Norah didn’t answer right away. “I suppose I want him to be happy,” she said at last. “Whatever in life makes him happy, I want him to have that. I don’t care what it is, as long as he grows up to be good and true to himself. And generous and strong, like his father.”
“No,” David said, uncomfortable. “You don’t want him to take after me.”
She gave him an intent look, surprised. “Why not?”
He didn’t answer. After a long, hesitant moment, Norah spoke again.
“What’s wrong?” she asked, not aggressively but thoughtfully, as if she were trying to puzzle out the answer as she spoke. “Between us, I mean, David.”
He didn’t answer, struggling against a sudden surge of anger. Why did she have to stir things up again? Why couldn’t she let the past rest and move on? But she spoke again.
“It hasn’t been the same since Paul was born and Phoebe died. And yet you still won’t talk about her. It’s like you want to erase the fact that she existed.”
“Norah, what do you want me to say? Of course life hasn’t been the same.”
“Don’t get angry, David. That’s just some kind of strategy, isn’t it? So I won’t talk about her anymore. But I won’t back down. What I’m saying is true.”
He sighed.
“Don’t ruin the beautiful day, Norah,” he said at last.
“I’m not,” she said, moving away. She lay down on the blanket and closed her eyes. “I’m perfectly content with this day.”
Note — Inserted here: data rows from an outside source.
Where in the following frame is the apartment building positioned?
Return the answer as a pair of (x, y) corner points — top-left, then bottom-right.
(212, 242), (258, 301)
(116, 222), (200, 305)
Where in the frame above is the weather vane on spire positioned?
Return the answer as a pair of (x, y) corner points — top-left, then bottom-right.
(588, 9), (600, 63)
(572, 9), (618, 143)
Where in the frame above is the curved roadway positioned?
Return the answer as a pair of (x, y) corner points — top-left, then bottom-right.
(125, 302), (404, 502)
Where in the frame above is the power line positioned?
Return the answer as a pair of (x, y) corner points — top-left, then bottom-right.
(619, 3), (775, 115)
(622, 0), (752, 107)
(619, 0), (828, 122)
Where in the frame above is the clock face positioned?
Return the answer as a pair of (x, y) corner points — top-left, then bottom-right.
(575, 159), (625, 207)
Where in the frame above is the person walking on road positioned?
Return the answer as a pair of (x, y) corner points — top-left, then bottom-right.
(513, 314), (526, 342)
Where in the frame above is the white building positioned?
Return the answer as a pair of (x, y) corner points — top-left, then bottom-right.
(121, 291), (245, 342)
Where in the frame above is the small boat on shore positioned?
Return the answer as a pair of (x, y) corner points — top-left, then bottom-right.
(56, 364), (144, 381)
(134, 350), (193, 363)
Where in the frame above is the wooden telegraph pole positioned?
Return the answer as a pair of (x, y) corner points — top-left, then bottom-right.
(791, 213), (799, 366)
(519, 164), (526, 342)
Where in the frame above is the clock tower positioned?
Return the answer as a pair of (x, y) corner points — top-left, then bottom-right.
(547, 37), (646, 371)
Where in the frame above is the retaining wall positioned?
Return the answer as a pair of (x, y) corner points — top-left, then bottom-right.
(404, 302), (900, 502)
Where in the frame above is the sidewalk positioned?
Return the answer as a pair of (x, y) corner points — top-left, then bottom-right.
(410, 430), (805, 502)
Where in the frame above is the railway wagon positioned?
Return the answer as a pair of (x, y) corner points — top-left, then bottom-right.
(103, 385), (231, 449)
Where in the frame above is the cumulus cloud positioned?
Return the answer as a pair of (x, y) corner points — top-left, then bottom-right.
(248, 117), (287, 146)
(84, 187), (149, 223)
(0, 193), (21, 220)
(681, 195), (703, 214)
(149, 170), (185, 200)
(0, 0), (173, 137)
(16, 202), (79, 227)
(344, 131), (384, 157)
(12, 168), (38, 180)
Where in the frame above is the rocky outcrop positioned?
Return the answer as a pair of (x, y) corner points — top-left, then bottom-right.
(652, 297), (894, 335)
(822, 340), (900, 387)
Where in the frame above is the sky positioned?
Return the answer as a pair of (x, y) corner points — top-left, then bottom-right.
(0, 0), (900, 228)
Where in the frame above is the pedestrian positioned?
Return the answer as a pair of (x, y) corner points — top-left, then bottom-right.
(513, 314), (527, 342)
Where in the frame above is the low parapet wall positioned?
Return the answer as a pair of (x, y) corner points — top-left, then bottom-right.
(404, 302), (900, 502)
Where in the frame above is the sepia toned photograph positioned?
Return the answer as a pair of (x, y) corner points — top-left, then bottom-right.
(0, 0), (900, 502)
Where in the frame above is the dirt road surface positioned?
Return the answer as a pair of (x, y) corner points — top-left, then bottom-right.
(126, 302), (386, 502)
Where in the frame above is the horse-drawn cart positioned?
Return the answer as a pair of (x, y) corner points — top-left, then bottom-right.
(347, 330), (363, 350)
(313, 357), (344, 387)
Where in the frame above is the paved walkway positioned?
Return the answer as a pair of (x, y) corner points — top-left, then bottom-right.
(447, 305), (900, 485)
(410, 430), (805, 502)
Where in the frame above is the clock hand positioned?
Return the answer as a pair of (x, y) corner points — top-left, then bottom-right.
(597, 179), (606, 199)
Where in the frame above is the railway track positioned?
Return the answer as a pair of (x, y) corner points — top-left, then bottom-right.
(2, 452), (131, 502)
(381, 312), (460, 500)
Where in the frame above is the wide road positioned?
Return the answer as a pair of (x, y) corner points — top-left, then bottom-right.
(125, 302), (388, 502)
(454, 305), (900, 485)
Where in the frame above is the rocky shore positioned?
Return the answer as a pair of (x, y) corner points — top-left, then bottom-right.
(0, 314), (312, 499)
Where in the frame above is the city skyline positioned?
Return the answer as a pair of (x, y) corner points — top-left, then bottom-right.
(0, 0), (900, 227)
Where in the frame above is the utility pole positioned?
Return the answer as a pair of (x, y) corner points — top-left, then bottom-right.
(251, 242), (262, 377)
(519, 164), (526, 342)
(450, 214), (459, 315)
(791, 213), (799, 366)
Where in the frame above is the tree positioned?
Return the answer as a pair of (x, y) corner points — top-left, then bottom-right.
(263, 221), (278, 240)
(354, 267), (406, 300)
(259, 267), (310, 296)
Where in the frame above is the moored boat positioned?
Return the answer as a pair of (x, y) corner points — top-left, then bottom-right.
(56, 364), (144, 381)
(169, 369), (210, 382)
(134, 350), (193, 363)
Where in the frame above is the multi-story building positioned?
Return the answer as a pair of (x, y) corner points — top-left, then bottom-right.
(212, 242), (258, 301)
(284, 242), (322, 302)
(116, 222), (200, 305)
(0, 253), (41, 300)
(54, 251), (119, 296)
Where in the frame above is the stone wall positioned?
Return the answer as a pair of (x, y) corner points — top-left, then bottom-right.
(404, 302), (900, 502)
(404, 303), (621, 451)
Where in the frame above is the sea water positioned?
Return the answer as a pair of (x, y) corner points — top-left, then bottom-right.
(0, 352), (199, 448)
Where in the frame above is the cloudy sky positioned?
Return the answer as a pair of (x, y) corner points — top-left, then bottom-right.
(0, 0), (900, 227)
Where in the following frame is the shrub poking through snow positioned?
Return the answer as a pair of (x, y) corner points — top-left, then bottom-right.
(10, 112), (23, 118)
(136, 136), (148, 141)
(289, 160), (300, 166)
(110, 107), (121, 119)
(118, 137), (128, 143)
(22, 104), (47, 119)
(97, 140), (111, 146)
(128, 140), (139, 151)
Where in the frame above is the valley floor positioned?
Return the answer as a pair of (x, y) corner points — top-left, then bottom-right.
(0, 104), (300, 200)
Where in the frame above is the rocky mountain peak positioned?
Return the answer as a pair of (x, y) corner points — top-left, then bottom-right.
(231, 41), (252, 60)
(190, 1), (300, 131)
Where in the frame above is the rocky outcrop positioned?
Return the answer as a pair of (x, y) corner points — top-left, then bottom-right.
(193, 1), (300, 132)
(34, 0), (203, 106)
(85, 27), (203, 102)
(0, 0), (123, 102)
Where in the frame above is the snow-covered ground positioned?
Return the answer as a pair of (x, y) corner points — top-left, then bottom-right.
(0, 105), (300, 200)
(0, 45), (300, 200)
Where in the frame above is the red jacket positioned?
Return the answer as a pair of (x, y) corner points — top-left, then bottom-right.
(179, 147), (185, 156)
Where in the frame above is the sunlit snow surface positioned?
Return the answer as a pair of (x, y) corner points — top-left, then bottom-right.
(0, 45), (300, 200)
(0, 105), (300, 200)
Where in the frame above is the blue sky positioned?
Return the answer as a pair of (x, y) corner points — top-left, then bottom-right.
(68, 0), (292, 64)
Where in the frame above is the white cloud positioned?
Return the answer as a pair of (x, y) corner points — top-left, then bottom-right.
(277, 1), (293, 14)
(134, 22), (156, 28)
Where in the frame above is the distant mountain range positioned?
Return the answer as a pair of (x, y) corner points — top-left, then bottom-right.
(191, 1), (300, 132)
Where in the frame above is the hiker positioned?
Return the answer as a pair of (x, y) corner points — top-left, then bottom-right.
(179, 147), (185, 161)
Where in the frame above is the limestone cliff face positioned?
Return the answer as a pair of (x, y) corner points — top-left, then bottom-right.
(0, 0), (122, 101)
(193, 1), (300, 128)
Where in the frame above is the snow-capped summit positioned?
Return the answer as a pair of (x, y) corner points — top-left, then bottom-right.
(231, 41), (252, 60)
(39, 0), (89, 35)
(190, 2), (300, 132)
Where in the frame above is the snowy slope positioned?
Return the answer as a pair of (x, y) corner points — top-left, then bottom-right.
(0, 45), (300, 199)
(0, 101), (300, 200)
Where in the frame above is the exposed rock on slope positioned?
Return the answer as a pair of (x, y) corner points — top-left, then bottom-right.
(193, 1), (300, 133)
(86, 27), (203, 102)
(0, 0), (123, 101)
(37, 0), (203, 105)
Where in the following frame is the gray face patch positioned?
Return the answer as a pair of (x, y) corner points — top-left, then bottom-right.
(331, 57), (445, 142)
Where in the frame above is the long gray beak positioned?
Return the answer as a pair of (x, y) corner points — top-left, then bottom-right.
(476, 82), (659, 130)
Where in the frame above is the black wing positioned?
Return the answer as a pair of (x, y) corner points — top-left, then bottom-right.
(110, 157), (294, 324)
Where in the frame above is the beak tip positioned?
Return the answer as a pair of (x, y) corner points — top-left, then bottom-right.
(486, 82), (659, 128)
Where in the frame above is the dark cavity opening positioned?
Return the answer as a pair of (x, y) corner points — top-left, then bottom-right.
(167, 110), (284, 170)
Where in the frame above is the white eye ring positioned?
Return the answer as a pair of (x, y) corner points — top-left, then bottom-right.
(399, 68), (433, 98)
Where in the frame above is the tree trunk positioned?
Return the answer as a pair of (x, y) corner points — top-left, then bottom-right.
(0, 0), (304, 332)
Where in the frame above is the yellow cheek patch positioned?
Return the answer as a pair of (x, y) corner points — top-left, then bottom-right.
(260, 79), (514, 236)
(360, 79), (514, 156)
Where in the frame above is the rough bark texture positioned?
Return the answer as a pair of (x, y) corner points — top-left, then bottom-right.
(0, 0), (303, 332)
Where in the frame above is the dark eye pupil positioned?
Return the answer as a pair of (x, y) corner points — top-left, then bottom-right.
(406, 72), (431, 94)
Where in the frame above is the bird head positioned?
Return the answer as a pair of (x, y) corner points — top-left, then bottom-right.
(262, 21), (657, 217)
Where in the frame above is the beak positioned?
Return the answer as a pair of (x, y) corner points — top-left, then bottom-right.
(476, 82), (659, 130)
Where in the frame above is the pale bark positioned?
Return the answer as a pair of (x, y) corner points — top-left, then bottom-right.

He watched her for a moment, sunlight catching in her blond hair, her chest rising and falling gently with each breath. He wanted to reach out and trace the delicate curved bones of her ribs; he wanted to kiss her at the point the bones met, stretching away like wings.
“Norah,” he said. “I don’t know what to do. I don’t know what you want.”
“No,” she said. “You don’t.”
“You could tell me.”
“I suppose I could. Maybe I will. Were they very much in love?” she asked suddenly, without opening her eyes. Her voice was still soft and calm, but he was aware of a new tension in the air. “Your father and your mother?”
“I don’t know,” he said, slowly, carefully, trying to determine the source of her question. “They loved each other. But he was away a lot. Like I said, they had hard lives.”
“My father loved my mother more than she loved him,” Norah said, and David felt an uneasiness stir in his heart. “He loved her, but he couldn’t seem to show love in a way that was meaningful to her. She just thought he was offbeat, a little silly. There was a lot of silence in my house, growing up…. We’re pretty silent in our house too,” she added, and he thought of their calm evenings, her head bent over the little white hat with the ducks.
“A good silence,” he said.
“Sometimes.”
“And other times?”
“I still think about her, David,” she said, turning on her side and meeting his gaze. “Our daughter. What she would be like.”
He didn’t answer, and as he watched she wept silently, covering her face with her hands. After a moment, he reached out and touched her arm; she wiped the tears from her eyes.
“And you?” she demanded, fierce now. “Don’t you ever miss her too?”
“Yes,” he said truthfully. “I think about her all the time.”
Norah put her hand on his chest, and then her lips, berry-stained, were on his, a sweetness as piercing as desire against his tongue. He felt himself falling, the sun on his skin and her breasts lifting softly, like birds, against his hands. She sought the buttons on his shirt, and her hand brushed against the letter he had hidden in his pocket.
He shrugged off his shirt, but even so, when he slid his arms around her again, he was thinking, I love you. I love you so much, and I lied to you. And the distance between them, millimeters only, the space of a breath, opened up and deepened, became a cavern at whose edge he stood. He pulled away, back into the light and shadow, the clouds over him and then not, and the sun-warmed rock hot against his back.